At the end of the work, she was transferred for service with the British Pacific Fleet, arriving in Sydney on 17 February 1945 and joining the fleet at Manus Island on 4 March 1945. Crane was employed in escorting the replenishment ships of the fleet train supporting the carriers of the fleet, supporting operations against Japanese airbases during the Battle of Okinawa in March–May 1945 She continued to protect replenishment ships in support of the British Pacific fleet until the end of the war, Crane was present in Tokyo Bay on 2 September 1945 during the signing of Japan's surrender. She was deployed on a Hong Kong-based patrol until refitted at Brisbane, Australia from October 1945 to January 1946.

Following completion of the refit, the ship was assigned to the 3rd Frigate Flotilla. She collided with the destroyer on 23 April 1946, and on 1 July 1946, she set out on her return journey to Britain. Upon arrival in England, she was reduced to reserve status in Harwich, transferring to the Chatham Reserve Fleet in 1948.

Following a refit during which Hedgehog was fitted and the ship's anti-aircraft outfit upgraded, Crane returned to active service in August 1951, joining the 3rd Frigate Squadron in the Far East. She was the leader of the squadron, and served on blockade and bombardment duties off the west coast of Korea during the Korean War, firing 1756 rounds of 4-inch ammunition during the war. Crane was refitted in Hong Kong in February 1952. On 27 March 1952, Crane was hit by a shell from a North Korean shore battery off He Do Island. Crane was not seriously damaged and suffered no casualties.

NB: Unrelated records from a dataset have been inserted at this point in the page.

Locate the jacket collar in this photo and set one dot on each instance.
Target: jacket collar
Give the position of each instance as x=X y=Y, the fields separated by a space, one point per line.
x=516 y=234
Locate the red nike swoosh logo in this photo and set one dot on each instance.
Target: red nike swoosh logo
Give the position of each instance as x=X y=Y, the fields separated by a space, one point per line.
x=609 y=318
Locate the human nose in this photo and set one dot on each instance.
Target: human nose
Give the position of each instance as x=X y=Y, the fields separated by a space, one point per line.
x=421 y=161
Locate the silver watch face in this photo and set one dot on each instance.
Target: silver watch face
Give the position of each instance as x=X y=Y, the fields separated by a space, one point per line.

In 1956 she was deployed to the Red Sea during the Suez Crisis. While there, she was attacked by five Israeli Air Force Dassault Mystère IV fighter aircraft after supposedly being mistaken for an Egyptian warship. Crane was hit by rocket fire from the aircraft and small bombs which exploded around the stern, spraying the ship with shrapnel. The attack inflicted widespread damage on the hull, damaging two antiaircraft guns, destroying a depth charge thrower, and cutting various electrical circuits and water mains, but damage was limited as the rockets were impact-fused and did not penetrate deep into the ship's hull. The ship's fighting efficiency was only slightly impaired. Three crewmen were wounded in the attack. Crane claimed to have shot down one of the Israeli fighters. She was then refitted at Singapore, being modernised and having her accommodation improved, returning to service in January 1958. Duties included shelling Malayan National Liberation Army targets in South Malaya during the Malayan Emergency as well as fishery protection patrols off Hong Kong and training. She continued to serve in the Far East until 1962, the last of her class in service with the Royal Navy.

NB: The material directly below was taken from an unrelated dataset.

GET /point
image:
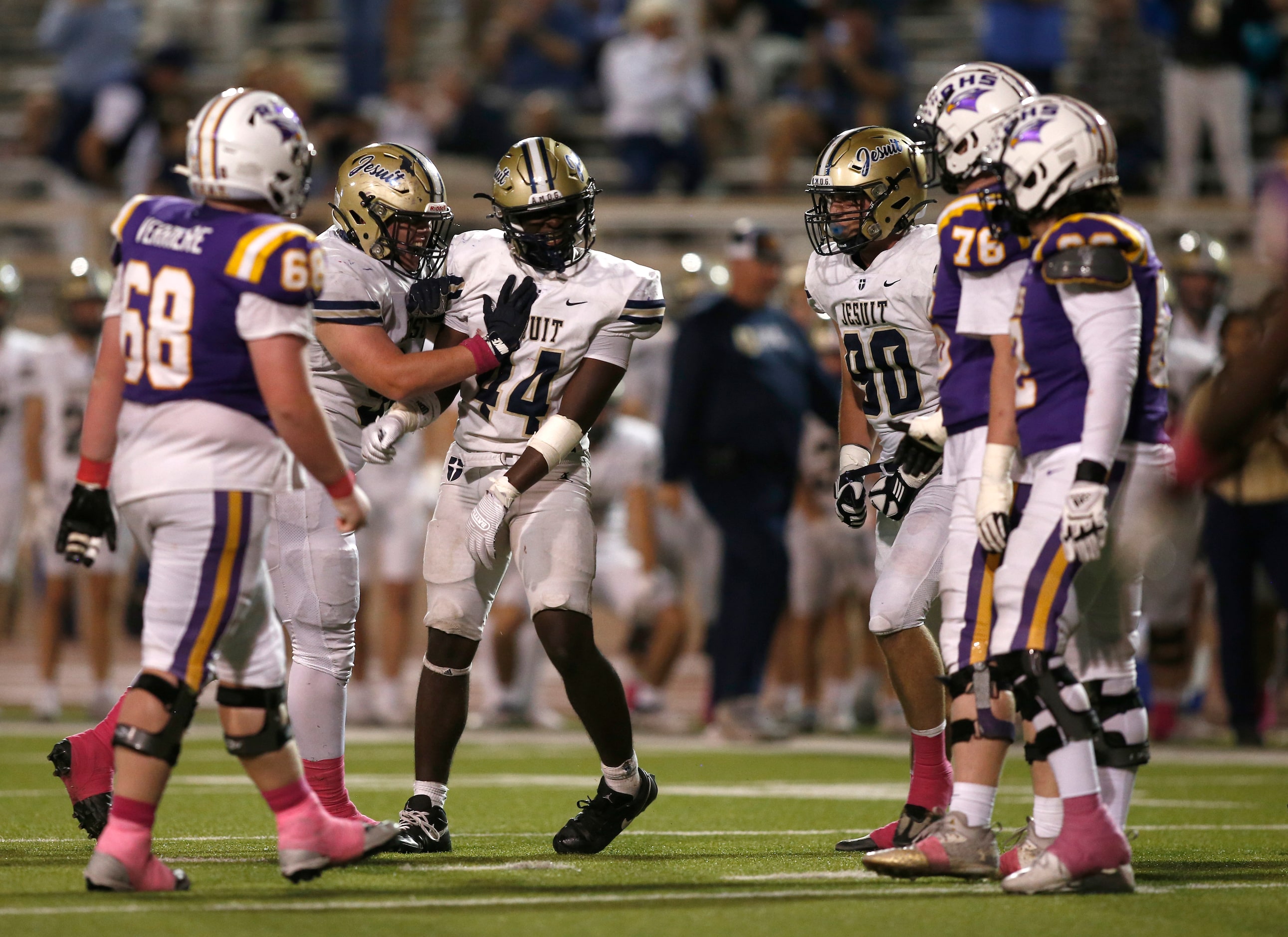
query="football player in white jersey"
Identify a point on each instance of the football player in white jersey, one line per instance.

The ship was paid off at the end of 1962 at Portsmouth, and was transferred to BISCO for disposal in 1965, being scrapped at the Queenborough, Kent yard of Lacmots Ltd from March 1965.

==Legacy==
The ship bell is placed in the foyer of Tower Hamlets Town Hall. The ship was adopted by the old Metropolitan Borough of Bethnal Green during the Second World War and the connection with the ship and its crew was maintained after the borough of Bethnal Green merged with neighbours to form the new London Borough of Tower Hamlets in 1965.